How to Take Your Family Geocaching

A game of hide-and-seek using GPS technology is a joyful distraction for many.

If it feels as if you’ve already explored every last nook and cranny of your cramped lockdown life know this: Right under your nose, there’s a hidden world operating entirely out of view.

That world is geocaching, a no-contact game of hide-and-seek between hundreds of thousands of strangers. Players hide caches — waterproof containers, usually small plastic boxes — in out-of-sight spots for others to discover using GPS technology.

How has this world remained totally hidden from you? The first rule of geocaching is to try to keep your searching a secret. If a runner jogs by, players may pretend to be deeply engrossed in plant identification. (Once you know about geocaching, you may realize just how many other folks are pretending to be fascinated by that patch of ivy.)

Geocaching began in earnest in 2000, when the U.S. military adjusted its GPS satellites to improve accuracy for recreational GPS users. An enthusiast in Oregon hid the first cache, said Bryan Roth, president and co-founder of Geocaching HQ, which runs Geocaching.com. Since then, the community has grown steadily, with the pandemic spurring a considerable increase in participation.

“At a time when people are looking for some distraction, getting outside really works well,” said Mr. Roth, who noted that sign-ups for the Geocaching app are up 70 percent compared with last year.

To get started, download an app on your phone, like Geocaching HQ (free download and some free caches, but the $30 annual membership unlocks more); Cachly ($4.99 and free caches, iPhone only); or c:geo (free download and free caches, Android only). You can also geocache with a hand-held GPS device, using online databases like NaviCache.com to find cache coordinates.

Caches are rated 1 to 5 by their difficulty; beginners may want to start with a 1 and work up from there. GPS will usually get you within 30 feet of the cache, and instructions like “look to the north of the roadway” can clue you in on exactly where you should be searching.

Then the real hunt begins.

When you find the cache — be it hidden under a tree, tucked into a log pile or taped to the back of a sign — you can check it off on the app. Most caches have a logbook tucked inside that shows everyone who was there before you, while others will contain a trinket as a treasure. (Putting a few tiny objects in your pocket before you head out gives you options if you think you might want to swap with the trinkets inside.)

One particularly nice benefit of geocaching is that it gets screen-addicted kids outside. And even though geocaching happens outdoors, you needn’t be outdoorsy.

When a friend first suggested that Katie Sweeney and her husband try geocaching in 2007, “I was like, I don’t really like hiking,” she remembered. Ms.
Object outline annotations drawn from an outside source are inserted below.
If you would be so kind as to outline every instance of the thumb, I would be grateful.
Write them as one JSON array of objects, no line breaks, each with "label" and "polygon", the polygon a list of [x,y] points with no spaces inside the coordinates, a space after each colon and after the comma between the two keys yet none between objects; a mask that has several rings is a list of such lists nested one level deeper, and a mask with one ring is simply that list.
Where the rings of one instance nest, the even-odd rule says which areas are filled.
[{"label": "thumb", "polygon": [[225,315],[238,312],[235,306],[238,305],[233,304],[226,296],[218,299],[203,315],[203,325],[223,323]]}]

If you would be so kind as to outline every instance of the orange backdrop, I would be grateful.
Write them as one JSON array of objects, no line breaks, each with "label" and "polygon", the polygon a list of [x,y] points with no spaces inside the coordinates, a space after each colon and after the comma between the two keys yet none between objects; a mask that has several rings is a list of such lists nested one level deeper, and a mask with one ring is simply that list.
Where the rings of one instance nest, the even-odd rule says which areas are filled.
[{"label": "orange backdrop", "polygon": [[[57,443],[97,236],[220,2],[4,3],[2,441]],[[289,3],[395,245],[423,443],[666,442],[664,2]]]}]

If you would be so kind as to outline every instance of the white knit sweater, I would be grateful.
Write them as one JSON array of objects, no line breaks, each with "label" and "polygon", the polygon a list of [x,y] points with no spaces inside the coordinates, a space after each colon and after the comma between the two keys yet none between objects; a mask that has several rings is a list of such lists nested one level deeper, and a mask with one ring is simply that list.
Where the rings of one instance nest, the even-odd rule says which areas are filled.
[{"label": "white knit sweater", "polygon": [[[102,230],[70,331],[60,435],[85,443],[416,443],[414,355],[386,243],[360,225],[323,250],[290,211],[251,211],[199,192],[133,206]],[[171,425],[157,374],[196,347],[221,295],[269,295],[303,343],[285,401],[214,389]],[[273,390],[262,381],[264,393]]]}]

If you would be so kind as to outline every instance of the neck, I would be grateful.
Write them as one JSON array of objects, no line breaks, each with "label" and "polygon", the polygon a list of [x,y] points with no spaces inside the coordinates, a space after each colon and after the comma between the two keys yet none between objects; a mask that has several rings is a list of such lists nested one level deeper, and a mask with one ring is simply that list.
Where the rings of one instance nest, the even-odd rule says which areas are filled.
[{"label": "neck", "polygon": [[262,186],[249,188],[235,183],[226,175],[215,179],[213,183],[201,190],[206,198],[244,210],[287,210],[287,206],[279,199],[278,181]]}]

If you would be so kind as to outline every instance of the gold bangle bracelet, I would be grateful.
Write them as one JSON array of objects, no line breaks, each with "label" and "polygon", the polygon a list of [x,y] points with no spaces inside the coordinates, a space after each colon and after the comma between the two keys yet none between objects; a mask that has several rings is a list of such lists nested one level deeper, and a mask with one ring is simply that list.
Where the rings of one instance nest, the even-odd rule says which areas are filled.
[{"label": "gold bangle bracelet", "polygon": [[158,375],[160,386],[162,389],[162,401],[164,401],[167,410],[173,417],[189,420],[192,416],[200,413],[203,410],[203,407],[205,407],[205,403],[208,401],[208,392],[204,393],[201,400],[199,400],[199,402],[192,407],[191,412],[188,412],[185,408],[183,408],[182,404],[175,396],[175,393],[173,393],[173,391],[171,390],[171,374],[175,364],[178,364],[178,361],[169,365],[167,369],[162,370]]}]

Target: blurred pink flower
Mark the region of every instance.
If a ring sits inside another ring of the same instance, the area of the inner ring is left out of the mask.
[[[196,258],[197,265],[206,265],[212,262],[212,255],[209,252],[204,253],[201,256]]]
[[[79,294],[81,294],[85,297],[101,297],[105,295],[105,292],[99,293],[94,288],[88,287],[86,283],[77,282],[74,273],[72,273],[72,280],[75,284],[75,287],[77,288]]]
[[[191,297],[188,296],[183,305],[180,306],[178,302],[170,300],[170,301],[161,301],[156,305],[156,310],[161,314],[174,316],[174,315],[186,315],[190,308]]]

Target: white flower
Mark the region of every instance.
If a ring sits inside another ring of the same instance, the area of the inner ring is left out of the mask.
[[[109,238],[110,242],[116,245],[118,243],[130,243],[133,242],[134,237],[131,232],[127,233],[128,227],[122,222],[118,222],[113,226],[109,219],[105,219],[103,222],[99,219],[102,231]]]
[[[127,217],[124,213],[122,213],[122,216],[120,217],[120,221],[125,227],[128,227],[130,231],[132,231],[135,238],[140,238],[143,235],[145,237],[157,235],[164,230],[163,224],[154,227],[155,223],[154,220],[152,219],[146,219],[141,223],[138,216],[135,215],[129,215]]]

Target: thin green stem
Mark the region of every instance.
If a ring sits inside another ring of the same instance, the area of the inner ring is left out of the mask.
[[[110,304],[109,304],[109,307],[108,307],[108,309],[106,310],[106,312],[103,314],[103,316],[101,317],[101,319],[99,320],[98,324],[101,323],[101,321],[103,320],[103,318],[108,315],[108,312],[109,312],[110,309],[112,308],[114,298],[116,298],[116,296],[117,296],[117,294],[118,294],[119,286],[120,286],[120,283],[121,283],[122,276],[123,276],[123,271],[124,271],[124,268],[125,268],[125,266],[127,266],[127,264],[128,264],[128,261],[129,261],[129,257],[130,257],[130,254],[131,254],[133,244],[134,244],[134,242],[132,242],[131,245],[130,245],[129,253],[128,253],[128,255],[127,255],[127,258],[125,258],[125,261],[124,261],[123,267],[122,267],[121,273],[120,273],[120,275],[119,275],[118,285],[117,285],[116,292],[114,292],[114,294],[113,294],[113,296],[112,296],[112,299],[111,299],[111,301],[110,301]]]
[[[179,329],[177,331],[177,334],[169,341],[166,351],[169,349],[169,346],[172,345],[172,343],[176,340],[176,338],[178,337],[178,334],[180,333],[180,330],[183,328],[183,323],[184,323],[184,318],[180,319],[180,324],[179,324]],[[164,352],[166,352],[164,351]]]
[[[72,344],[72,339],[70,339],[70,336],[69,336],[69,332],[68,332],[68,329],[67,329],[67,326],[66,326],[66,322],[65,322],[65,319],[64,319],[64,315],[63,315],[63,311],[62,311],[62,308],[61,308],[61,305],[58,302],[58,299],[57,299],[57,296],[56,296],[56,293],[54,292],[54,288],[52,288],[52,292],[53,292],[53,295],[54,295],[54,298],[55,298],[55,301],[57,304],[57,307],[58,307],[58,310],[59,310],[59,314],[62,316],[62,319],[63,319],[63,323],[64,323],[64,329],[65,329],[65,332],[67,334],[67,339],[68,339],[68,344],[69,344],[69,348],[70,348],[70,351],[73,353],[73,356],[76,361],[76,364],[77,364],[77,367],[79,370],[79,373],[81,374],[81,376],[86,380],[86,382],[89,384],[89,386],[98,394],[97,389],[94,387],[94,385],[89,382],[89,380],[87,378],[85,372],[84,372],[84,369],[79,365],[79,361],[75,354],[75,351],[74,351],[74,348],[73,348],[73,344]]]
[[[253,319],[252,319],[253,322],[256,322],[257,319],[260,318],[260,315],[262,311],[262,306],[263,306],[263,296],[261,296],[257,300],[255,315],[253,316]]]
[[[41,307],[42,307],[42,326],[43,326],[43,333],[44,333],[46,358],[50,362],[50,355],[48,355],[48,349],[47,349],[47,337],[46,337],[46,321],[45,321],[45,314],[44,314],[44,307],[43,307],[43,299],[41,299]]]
Sweeney, a copywriter based in the Netherlands, soon found many caches within a few blocks of her home, in Philadelphia at the time. Today, she takes her 6-year-old daughter out to geocache on their way to or from the grocery store or other errands.

“We’re always discovering new places near where we live,” Ms. Sweeney said, adding that children can really be an asset. Their different vantage points often help them see things adults might overlook.

Nick Geidner, a University of Tennessee journalism professor, doesn’t mind if a hunt is a bust.

“We don’t always find them,” he said. “But if we fail, we can come back and we can try again.” Henry, his 7-year-old son, wasn’t quite so sure. When asked how he felt after giving up on a recent hunt, he said, “I’m not like angry, but I’m not like happy.”

The thrill of finding a tricky or unique cache, though, far outweighs those not-happy moments. In September, Ms. Sweeney and her daughter found a once-in-a-lifetime cache, which had a gamelike opening with a maze, magnetic ball and secret code.

“It was this little joy,” said Ms. Sweeney, recalling opening the cache. “We’re all just looking for little moments of joy.”